I spent a good portion of 2007 and 2008 going through my father’s copious notes on the Darden family history and genealogy, and I found myself organizing his notes and putting them together. My parents had both passed away in the 1990s, and while I had never been particularly interested in my family tree back when my father tried to get me involved, as time passed I developed a yearning to feel close to my father again. My father had always dreamed of writing a book about the Darden family history and genealogy, and I decided to do it for him. That was my motivation to pursue his passion and discover my roots through researching our family history and family tree.
As I worked with my father’s notes on our family history and family tree, I began to also work on my mother’s family history and genealogy. I came up with a family tree for my mother quickly just Googling some family names, but then I found another family tree for the same names… and it wasn’t the same tree! I was shocked! That just shows what an inexperienced genealogy researcher I was. So I also Googled some of my father’s family names, and discovered the same problem: other people had different Darden family trees with some of the same names, and some completely different names. This caused me to begin to research my family tree and family history in earnest. I had learned my first and most important lesson about researching family history – never believe what you find online unless you can back it up with other documentation.
My 96-year-old aunt was still alive at the time, as was my father’s 92-year-old cousin, so I began to ask them questions, record their memories, and copy documents and photos they had. I met distant cousins and long-lost relatives, and assorted kith and kin. In 2007, I attended the family reunion of a branch I never even knew existed! Suddenly, my extended family was much larger!
I discovered web sites like ancestry.com, genealogy.com, and other web sites devoted to discussions of genealogy. I discovered people created Yahoo Groups to discuss their family history, as well as Facebook groups, and other social networks. I also learned how to order state, city and county records.
Then I remembered my father’s vast library, boxed up after his death. I poured through genealogy books and family records, old family diaries and journals. I found photos of relatives from the turn of the century, and letters and postcards from the same period. My father had always said we were kin to President James K. Polk and Sir Francis Drake. I discovered the proof of our kinship to President James K. Polk is clear while our kinship to Sir Francis Drake remains in question. However, while researching our possible connection to Sir Francis Drake, I discovered the long-hunter Drakes are definitely my ancestors. Those long-hunter Drakes helped establish Nashville and Davidson county. Researching became addictive at this point!
I talked to relatives, went through photo albums, wrote letters, and always returned to my father’s notes as the basis of my own family history and genealogy thesis. My father had spent a good 60 years researching his family tree, starting when his own mother got him interested when he was a young boy. I found notes his mother made at the turn of the century, and a family tree he and his father had been working on before his father passed away in 1955.

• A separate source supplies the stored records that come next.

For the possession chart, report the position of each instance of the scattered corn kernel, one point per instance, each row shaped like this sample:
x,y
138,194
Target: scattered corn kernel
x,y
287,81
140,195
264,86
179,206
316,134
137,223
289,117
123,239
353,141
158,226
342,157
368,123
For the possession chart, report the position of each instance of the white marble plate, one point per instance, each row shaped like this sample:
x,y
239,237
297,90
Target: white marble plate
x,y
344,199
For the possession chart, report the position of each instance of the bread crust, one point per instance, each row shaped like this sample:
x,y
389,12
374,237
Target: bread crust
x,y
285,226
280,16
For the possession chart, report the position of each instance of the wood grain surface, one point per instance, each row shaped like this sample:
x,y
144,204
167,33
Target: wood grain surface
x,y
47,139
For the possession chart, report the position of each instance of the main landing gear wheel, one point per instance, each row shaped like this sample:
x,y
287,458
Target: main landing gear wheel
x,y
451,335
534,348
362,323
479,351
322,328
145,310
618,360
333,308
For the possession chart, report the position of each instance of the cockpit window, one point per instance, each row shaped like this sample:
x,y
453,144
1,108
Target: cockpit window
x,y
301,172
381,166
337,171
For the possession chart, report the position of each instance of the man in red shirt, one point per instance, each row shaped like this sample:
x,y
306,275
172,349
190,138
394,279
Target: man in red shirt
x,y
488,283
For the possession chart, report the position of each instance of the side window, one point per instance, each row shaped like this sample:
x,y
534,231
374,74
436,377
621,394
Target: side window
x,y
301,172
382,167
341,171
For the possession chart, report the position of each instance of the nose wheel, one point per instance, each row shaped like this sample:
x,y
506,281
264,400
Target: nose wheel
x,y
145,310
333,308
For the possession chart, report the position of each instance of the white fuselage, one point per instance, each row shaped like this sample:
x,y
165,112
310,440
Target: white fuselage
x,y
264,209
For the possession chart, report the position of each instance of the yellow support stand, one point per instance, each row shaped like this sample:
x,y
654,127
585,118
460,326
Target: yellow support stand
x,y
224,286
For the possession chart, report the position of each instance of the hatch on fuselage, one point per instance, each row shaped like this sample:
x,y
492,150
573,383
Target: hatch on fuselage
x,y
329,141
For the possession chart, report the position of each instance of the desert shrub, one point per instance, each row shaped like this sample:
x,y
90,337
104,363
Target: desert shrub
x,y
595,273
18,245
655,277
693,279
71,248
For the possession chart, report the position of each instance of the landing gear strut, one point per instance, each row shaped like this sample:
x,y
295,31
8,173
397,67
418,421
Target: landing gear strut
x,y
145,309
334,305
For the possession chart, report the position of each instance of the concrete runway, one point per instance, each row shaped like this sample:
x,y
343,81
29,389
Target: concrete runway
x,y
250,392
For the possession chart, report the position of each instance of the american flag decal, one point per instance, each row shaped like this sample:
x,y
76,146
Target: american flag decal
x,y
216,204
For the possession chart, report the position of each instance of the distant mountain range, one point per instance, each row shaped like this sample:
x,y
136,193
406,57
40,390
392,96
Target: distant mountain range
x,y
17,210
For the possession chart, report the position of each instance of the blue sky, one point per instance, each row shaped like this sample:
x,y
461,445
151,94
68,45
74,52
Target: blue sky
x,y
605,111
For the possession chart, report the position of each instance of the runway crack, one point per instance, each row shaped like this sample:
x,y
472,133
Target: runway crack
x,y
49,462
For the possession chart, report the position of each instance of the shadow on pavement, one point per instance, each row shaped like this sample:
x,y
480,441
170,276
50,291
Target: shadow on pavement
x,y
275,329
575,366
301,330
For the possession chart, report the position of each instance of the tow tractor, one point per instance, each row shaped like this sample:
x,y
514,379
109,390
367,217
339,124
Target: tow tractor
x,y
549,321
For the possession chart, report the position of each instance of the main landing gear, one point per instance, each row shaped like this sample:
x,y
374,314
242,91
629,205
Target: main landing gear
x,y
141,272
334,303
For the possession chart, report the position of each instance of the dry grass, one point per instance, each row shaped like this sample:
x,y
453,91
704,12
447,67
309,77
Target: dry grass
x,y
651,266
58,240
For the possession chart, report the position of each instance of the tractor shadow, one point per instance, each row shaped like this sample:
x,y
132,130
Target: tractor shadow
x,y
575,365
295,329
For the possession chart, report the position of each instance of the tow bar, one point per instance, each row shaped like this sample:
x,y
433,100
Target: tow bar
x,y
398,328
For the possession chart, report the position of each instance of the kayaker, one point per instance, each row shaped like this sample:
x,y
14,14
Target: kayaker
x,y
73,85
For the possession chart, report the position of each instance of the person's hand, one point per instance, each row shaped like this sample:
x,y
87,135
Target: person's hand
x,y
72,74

One of the high points was finally tracking down a photo and some records for my mother’s favorite brother, Billy Ransom, who had an epileptic seizure when he was young and drowned in a shallow creek on the family farm in 1942. For some reason, there were no photos left of Billy, nor did anyone remember when he died. Sadly his memory died with my mother until I tracked down the alumni association of the school he attended – long closed – and was able to get his photo and a few records and piece a little of his story together.
Researching my family tree and spending so many hours immersed in my father’s records made me feel very close to him in a tangible way, and I also learned much about my grandparents and their predecessors on both sides of the family. When I was done, I had a book of over 200 pages of anecdotes, documents and photographs which I was able to share with other family members in 2007. Now I am completely rewriting it: updating it, editing it, reformatting the family trees, and adding more records, hoping to have it ready for publication in another year or two. Right now the working title is: The Ransoms of Ransom Place and the Dardens of Tick Hill, — a History of the Ransom and Darden Families of Una, Tennessee.
Researching my family tree was one of the most rewarding things I have spent time doing recently. I would encourage anyone reading this to talk to your parents, grandparents, aunts and uncles while you still have them, make notes, and record names on the back of family photos. Some day those records will be treasures of immense value to someone in your family who discovers the joy of researching their family history and genealogy.